# Parsing Sources with Kodexa's Parsers


In [1]:
from kodexa import Document, Pipeline, KodexaPlatform, RemoteAction, FolderConnector

CLOUD_URL = 'https://platform.kodexa.com' 

## Set Platform Environment and Access Token Credential

In the next cell, you'll be prompted to enter your access token that you've created in the environment specified by the CLOUD_URL.
If you haven't created a token already, follow the steps in our [Getting Started](https://developer.kodexa.com/org-management/manage-access-token) guide.

* Note:  The text you enter in the prompt field will be masked.  Once you're done entering the access token value, hit enter to complete the action in the cell.  **You will then need to manulally set control at the next cell.**

In [2]:
import getpass

ACCESS_TOKEN = getpass.getpass("Enter access token:")

KodexaPlatform.set_url(CLOUD_URL)
KodexaPlatform.set_access_token(ACCESS_TOKEN)

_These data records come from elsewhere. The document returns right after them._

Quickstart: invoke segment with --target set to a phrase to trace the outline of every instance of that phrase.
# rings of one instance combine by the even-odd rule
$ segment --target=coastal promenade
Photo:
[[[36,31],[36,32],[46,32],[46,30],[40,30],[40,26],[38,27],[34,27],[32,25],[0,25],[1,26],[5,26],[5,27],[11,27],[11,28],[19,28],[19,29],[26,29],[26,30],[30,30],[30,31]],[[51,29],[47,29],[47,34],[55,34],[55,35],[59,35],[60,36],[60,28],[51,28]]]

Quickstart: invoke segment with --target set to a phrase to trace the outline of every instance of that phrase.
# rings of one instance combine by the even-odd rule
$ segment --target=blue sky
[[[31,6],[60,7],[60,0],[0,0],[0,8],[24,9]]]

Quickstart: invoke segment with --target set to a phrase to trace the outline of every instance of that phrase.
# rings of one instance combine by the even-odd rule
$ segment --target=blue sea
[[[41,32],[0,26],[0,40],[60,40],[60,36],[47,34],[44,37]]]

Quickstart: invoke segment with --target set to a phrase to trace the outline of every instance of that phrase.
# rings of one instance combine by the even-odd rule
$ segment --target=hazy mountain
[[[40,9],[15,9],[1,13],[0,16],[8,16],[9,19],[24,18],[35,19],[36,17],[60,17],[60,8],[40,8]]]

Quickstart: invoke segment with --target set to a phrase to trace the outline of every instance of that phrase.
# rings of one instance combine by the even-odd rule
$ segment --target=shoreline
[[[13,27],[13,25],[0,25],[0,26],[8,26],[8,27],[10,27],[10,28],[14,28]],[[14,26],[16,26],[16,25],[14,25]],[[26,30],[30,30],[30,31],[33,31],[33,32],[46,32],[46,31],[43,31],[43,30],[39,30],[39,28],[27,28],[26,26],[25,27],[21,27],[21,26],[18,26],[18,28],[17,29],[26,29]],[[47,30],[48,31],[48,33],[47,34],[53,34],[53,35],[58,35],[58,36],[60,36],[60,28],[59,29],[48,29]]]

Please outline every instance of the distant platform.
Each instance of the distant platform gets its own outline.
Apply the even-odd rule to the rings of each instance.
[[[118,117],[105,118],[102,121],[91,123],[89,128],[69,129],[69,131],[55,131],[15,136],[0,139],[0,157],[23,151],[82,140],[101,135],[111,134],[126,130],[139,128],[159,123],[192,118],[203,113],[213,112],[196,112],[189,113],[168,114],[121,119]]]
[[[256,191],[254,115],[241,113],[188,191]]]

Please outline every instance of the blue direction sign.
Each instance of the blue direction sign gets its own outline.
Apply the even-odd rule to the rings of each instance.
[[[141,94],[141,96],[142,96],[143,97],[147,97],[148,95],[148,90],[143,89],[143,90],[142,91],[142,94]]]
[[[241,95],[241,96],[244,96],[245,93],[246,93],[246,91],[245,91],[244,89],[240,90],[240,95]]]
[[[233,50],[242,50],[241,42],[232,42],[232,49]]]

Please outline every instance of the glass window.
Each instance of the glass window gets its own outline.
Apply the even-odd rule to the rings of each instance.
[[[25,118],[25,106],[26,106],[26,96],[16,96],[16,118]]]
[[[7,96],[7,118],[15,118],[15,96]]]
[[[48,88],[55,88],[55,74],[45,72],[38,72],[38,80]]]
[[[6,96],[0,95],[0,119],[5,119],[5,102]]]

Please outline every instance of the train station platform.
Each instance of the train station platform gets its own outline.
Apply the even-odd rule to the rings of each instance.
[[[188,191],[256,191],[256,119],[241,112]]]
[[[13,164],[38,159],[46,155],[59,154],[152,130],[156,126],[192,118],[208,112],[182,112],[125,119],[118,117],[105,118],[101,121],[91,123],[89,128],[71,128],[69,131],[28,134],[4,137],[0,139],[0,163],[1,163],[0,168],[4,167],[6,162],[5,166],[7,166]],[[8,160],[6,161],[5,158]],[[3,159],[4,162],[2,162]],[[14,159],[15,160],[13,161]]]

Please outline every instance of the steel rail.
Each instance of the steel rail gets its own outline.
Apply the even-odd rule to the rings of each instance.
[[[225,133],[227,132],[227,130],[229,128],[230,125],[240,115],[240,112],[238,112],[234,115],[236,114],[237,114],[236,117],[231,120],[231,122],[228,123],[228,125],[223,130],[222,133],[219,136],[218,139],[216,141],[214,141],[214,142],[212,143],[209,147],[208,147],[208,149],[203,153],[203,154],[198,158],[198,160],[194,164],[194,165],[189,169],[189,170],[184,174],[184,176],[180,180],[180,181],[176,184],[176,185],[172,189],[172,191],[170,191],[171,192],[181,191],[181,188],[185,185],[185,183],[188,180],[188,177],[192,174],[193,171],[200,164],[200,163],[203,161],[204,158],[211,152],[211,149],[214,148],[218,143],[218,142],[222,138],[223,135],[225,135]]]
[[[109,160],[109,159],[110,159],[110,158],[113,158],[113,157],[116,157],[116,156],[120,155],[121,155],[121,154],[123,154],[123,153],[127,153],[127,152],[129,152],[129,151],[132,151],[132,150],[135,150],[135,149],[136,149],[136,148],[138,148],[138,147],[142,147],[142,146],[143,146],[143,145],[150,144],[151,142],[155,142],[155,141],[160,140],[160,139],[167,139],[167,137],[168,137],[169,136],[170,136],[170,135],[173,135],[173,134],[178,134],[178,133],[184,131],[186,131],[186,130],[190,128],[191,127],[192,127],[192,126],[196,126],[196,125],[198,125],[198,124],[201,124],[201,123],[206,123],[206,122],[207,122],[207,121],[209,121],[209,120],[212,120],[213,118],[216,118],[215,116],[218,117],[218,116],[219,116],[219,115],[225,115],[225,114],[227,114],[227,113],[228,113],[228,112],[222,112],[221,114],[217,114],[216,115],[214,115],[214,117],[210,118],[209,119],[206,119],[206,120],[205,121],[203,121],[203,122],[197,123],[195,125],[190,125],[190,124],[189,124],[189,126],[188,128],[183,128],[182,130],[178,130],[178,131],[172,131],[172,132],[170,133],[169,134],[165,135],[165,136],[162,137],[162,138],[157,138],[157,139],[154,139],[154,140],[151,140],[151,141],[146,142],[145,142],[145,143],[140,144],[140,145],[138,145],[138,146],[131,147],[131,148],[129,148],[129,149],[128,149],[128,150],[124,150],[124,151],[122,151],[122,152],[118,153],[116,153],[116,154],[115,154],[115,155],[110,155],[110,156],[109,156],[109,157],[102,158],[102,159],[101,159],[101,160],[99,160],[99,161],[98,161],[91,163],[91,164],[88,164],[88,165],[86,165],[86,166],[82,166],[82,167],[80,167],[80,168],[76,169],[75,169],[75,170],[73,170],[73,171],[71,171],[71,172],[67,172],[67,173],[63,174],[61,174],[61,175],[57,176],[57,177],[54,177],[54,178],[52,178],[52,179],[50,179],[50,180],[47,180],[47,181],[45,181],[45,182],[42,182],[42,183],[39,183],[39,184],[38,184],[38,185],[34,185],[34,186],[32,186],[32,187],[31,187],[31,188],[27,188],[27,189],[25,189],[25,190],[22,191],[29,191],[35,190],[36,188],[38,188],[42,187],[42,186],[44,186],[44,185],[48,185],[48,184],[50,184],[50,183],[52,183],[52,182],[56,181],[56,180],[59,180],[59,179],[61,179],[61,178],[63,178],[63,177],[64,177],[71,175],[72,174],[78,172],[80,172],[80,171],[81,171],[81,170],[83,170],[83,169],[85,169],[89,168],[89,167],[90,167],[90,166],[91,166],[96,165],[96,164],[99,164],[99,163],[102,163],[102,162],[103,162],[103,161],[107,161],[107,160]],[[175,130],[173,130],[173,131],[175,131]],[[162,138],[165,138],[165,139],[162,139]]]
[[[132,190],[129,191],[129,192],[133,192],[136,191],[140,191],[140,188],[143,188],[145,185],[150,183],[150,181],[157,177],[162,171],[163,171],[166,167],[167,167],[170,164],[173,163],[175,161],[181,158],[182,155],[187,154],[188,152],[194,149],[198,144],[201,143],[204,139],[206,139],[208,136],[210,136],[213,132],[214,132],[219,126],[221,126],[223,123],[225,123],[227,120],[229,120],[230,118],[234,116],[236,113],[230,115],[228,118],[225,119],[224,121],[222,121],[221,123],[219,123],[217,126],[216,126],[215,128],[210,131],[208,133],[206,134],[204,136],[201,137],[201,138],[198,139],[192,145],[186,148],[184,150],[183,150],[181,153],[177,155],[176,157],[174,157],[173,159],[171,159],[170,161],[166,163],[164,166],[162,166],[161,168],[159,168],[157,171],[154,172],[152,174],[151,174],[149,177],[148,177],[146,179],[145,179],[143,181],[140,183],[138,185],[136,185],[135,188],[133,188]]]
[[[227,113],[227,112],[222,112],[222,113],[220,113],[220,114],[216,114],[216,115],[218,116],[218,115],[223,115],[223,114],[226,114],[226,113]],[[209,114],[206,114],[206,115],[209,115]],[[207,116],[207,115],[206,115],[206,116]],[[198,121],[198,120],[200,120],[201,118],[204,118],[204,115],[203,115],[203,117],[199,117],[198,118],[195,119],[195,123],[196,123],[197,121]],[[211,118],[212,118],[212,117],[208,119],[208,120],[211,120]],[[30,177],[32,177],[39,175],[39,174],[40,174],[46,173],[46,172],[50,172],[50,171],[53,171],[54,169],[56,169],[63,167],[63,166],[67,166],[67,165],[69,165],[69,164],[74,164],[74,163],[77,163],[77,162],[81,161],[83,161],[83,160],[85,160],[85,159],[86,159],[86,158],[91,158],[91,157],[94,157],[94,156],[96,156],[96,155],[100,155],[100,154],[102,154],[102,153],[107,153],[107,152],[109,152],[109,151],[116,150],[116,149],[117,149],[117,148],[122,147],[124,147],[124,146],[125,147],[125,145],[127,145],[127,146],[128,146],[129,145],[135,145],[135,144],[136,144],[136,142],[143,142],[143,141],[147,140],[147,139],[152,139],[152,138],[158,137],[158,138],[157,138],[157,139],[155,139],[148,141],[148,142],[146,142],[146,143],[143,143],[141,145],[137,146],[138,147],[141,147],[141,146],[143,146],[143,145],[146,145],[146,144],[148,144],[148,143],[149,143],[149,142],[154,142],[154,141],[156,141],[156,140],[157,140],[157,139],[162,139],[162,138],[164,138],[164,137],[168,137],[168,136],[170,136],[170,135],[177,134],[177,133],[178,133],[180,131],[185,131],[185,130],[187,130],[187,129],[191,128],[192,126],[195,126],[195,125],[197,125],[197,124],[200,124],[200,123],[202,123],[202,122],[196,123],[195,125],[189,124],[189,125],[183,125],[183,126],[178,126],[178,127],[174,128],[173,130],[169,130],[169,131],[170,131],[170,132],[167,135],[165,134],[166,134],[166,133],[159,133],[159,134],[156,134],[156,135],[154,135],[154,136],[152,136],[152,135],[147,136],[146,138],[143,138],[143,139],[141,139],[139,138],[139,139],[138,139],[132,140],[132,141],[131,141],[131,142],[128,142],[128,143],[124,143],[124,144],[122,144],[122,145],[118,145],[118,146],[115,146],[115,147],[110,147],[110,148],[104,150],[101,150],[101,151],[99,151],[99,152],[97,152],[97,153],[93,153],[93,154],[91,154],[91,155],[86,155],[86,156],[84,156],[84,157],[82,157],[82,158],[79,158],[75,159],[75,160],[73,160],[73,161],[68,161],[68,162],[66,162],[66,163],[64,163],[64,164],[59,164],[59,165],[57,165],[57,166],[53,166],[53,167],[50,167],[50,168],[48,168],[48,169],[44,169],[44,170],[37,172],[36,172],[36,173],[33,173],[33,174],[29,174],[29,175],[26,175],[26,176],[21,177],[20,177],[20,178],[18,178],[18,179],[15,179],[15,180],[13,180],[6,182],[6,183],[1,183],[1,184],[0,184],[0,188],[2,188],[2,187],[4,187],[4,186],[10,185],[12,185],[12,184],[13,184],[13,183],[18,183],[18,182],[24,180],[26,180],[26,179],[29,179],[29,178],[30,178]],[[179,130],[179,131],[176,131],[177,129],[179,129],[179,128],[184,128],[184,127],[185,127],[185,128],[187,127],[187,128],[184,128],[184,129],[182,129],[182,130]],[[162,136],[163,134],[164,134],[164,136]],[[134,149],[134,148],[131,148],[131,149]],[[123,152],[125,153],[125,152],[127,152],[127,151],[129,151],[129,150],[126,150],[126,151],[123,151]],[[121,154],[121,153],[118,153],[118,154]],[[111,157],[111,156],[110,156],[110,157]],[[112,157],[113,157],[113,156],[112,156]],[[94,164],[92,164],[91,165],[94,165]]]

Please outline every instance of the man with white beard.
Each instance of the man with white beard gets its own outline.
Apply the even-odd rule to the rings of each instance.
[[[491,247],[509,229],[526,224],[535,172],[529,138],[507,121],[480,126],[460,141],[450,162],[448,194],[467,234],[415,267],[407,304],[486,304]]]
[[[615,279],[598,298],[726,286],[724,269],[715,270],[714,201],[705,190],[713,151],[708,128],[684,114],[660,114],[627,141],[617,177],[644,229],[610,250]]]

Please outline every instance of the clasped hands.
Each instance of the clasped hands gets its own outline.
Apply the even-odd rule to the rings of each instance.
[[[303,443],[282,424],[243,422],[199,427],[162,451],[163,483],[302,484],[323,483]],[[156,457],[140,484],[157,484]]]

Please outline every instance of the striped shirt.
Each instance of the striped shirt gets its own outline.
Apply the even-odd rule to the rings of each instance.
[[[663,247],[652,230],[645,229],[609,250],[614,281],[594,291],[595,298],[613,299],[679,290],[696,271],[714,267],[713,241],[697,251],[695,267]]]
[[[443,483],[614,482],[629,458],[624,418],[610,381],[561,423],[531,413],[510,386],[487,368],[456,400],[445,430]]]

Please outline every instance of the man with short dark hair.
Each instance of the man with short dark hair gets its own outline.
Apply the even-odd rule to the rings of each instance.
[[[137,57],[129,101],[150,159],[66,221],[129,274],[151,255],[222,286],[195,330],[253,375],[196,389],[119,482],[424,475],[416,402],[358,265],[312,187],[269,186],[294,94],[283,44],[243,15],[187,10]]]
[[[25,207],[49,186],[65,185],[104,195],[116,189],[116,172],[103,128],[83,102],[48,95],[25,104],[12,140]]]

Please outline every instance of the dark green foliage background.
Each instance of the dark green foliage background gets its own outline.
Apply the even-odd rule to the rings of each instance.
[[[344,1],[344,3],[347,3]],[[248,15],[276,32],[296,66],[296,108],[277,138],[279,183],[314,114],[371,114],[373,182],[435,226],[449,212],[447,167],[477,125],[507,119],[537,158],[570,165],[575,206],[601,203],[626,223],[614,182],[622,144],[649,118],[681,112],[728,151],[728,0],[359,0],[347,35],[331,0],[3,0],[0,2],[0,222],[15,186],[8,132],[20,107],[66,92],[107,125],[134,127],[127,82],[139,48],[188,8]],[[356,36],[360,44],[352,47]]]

Enter access token: ································


In [3]:
import os

# Setting up location of data file
DATA_FOLDER = '_data'

TEXT_FOLDER_PATH = os.path.join(os.getcwd(), '..', DATA_FOLDER, 'texts')
EXCEL_FOLDER_PATH = os.path.join(os.getcwd(), '..', DATA_FOLDER, 'excel_workbooks')
PDF_FOLDER_PATH = os.path.join(os.getcwd(), '..', DATA_FOLDER, 'pdfs')
HTML_FOLDER_PATH = os.path.join(os.getcwd(), '..', DATA_FOLDER, 'htmls')


## Parsing a Text File

We'll be adding a step to the pipeline that uses the 'kodexa/text-parser'

In [4]:
# Create the pipeline with the full path to the folder.
# We're also limiting the results to our specific file with the file_filter
pipeline = Pipeline(FolderConnector(path=TEXT_FOLDER_PATH, file_filter='tongue_twister.txt'))

# When using a FolderConnector, we must specify the parser that should be used for this document
pipeline.add_step(RemoteAction(slug='kodexa/text-parser', options={}, attach_source=True))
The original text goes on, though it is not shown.